Sebastien Tandel wrote:
is there any reason to use guint8* instead of gchar*?
For what purpose?
If you're dealing with an array of 8-bit bytes, or a pointer to a
sequence of those, guint8 is the right type; it makes it clear that
they're bytes, not characters (it might be binary, it might be a
sequence of 16-bit "bytes" in a UTF-16-encoded string, it might be a
UTF-8 string, etc.).
I.e., tvb_get_ptr(), for example, should return a "guint8 *", as should
tvb_memdup(), and the raw packet data you get from Wiretap should be
pointed to by a "guint8 *".
Note also that you can safely pass a guint8 or guchar to one of the
<ctype.h> routines, but you can't safely pass a gchar to them, as they
might get sign-extended into negative values if the 8th bit is set (I
think that none of the popular platforms for Windows and modern UN*Xes
have C compilers with "char" an unsigned type, so I think "might" can be
replaced by "will" in practice).
With gcc-4.0, there is the new feature warning you that "pointer target
differs in signedness" (which is not such a bad thing).
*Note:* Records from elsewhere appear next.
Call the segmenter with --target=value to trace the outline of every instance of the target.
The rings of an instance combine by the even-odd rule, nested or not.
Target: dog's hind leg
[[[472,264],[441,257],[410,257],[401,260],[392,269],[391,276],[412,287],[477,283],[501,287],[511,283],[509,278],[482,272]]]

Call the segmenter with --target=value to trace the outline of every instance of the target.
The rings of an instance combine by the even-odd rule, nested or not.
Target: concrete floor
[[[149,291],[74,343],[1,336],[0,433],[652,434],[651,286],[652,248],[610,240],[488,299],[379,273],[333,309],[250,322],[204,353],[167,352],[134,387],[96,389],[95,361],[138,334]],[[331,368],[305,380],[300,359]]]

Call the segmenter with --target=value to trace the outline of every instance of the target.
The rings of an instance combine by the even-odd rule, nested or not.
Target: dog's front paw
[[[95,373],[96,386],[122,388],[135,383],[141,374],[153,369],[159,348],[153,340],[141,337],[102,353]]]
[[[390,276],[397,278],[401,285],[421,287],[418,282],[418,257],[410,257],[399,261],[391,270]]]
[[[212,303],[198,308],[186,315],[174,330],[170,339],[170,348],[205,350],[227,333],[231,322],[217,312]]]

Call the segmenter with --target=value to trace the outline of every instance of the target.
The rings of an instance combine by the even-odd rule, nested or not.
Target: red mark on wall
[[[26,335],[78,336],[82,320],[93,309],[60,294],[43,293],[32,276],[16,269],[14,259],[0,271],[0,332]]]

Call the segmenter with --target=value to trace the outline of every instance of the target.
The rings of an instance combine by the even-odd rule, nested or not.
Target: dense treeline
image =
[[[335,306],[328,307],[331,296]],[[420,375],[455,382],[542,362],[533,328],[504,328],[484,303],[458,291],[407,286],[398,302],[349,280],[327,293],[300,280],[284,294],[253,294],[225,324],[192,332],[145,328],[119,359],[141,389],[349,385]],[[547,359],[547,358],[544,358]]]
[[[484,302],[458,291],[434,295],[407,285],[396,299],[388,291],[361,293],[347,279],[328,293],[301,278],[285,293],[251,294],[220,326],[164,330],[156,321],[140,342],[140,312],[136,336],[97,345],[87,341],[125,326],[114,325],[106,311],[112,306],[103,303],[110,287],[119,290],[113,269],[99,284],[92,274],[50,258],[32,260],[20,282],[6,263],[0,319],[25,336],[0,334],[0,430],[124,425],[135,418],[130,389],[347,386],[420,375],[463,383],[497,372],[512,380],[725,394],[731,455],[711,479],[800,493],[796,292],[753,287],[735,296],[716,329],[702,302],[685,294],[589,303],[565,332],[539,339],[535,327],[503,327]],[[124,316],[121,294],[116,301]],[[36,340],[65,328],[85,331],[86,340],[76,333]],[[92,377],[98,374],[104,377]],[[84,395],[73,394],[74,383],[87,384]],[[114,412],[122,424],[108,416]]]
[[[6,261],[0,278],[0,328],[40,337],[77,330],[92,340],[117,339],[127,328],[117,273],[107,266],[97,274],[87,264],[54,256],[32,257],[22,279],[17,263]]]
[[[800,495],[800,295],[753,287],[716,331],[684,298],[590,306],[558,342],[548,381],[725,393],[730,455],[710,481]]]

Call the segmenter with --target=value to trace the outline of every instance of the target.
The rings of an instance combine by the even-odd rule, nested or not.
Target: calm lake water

I suspect most of those warnings are for cases where you're treating
byte sequences as character strings.
What I think we *really* need to do, for those cases, is have a
different way of handling strings. The current way we handle strings
doesn't take into account the fact that there are a number of different
character encodings for strings - "ASCII" (which would imply that a byte
with the 8th bit set is an error), ISO 8859/n, other EUC encodings,
Shift-JIS, KOI8, UTF-8, UTF-16, etc..
See the first item under "Dissector infrastructure" on the
http://wiki.wireshark.org/Development/Wishlist
page. (That discusses two items - the dissector APIs for handling
strings, and the UI aspects of this. The former doesn't require the
latter - we can continue to display non-ASCII characters as escape
sequences - but the latter, which is something we should ultimately do,
requires some way of getting all strings from packets translated into
Unicode.)
May we change these guint8* to gchar* ? I mean may we change the type of
the concerned variables and not cast to every call of a function ?
Which ones are you thinking of? We shouldn't globally replace guint8
with gchar, as per my comments in the beginning.